Schuch si è imposto fra i musicisti più interessanti della sua generazione anche per le scelte mai scontate dei suoi programmi. Nella prima parte del concerto, infatti, le musiche di György Ligeti e Ludwig van Beethoven sono intercalate, quasi fuse in unica sonata di 45 minuti, in 22 brevissimi movimenti. Si tratta delle undici Bagatelle op. 119 di Beethoven, e degli undici brani di Musica ricercata di Ligeti.
Il titolo beethoveniano si riferisce alla brevità di quei pezzi, non certamente al loro valore da ricercare proprio nell’estrema concentrazione, perché in uno o due minuti è condensata una grande ricchezza di idee: sono tra le opere più straordinarie dell’estrema maturità di Beethoven e, composte in lungo periodo di anni (tra la fine del Settecento e i Venti dell’Ottocento), sono tra i suoi lavori più raffinati per il pianoforte. Ligeti compose Musica ricercata nel 1952-1953, quando era in fase di crisi artistica, terminato il suo periodo bartokiano, in un’Ungheria dove imperversava, anche nella musica, il realismo socialista. La tenne segreta fino al 1969, quando la fece eseguire per la prima volta in pubblico in Svezia; la partitura è diventata molto conosciuta quando nel 1999, venne utilizzata nella colonna sonora di un film di Stanley Kubrick.
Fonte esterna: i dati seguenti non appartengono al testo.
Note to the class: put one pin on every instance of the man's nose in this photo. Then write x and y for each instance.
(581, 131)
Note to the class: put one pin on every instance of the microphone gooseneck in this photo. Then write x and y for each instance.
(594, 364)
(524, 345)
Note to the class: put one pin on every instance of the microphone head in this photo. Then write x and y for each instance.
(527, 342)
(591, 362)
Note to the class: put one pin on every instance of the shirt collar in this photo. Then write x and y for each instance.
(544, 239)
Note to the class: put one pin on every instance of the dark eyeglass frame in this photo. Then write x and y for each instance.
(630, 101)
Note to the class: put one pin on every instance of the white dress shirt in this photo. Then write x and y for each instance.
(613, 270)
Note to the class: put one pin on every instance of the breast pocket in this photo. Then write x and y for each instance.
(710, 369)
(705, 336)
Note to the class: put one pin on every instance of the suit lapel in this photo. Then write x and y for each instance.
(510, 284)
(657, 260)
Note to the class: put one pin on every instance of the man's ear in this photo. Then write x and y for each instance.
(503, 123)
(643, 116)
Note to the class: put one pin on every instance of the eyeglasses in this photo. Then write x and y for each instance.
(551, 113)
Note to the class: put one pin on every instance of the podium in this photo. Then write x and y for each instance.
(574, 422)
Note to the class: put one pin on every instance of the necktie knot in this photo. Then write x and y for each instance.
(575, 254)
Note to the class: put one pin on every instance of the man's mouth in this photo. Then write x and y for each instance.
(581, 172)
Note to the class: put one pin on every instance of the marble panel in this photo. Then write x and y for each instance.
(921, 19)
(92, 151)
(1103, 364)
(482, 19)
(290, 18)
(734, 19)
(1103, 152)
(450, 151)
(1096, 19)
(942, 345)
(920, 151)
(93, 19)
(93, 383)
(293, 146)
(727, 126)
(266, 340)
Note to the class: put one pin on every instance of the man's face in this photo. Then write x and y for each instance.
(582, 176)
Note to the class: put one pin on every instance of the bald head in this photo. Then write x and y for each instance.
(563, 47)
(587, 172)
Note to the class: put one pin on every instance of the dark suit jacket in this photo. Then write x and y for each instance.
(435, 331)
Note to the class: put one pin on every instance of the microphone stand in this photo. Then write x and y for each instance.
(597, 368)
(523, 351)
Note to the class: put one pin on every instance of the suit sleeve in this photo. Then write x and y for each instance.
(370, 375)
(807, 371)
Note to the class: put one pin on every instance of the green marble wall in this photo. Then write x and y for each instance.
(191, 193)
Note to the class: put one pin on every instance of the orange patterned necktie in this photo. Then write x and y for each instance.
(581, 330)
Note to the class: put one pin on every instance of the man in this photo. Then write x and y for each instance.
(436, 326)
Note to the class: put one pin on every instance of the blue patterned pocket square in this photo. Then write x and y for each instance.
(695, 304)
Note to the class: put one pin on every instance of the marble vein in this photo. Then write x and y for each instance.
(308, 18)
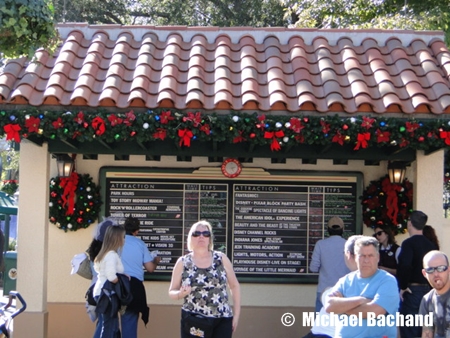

Alla base di questi undici pezzi, anch’essi brevi come quelli di Beethoven, sta un principio molto semplice: il primo usa solo due note, il secondo tre e così via, fino all’undicesimo pezzo che usa tutte le dodici note del totale cromatico. È una difficile sfida che Ligeti pone a se stesso, superandola brillantemente con la varietà ritmica, con la capacità di creare melodie con poche note (come la musica popolare della sua Ungheria), con il coraggio di reiterare brevi moduli melodici, creando effetti che precorrono il loop. In tal modo Ligeti riesce a dare a ogni pezzo una sua atmosfera molto particolare.
Il tocco di Schuch è superbo: i 22 brevi brani (alternando con cura e maestria i due compositori vengono – come si è detto – quasi fusi, nonostante le differenze di epoca e di stile: l’ascoltatore ha l’impressione di ascoltare una unica sonata senza tempo. Il pubblico è rimasto incantato.
La seconda parte è stata più tradizionale: due tra le più grandi e le più note opere pianistiche di Beethoven, la Sonata n. 6 in fa maggiore op. 10 n. 2 e la Sonata n. 21 in do maggiore op. 53 nota come “Waldstein” o anche come “Aurora”. La prima è limpida, elegante e anche umoristica, mentre la seconda è un punto culminante del secondo periodo di Beethoven ed è caratterizzata dall’energia, dalla tensione e dalla drammaticità, tanto che fu definita “una Eroica per pianoforte”, paragonandola così alla Terza Sinfonia dello stesso Beethoven. Vivaci applausi e richieste di bis, a cui Schuch ha risposto eseguendo, tra l’altro, un brano da virtuoso: l’Etude S No 3 in sol diesis minore di Liszt.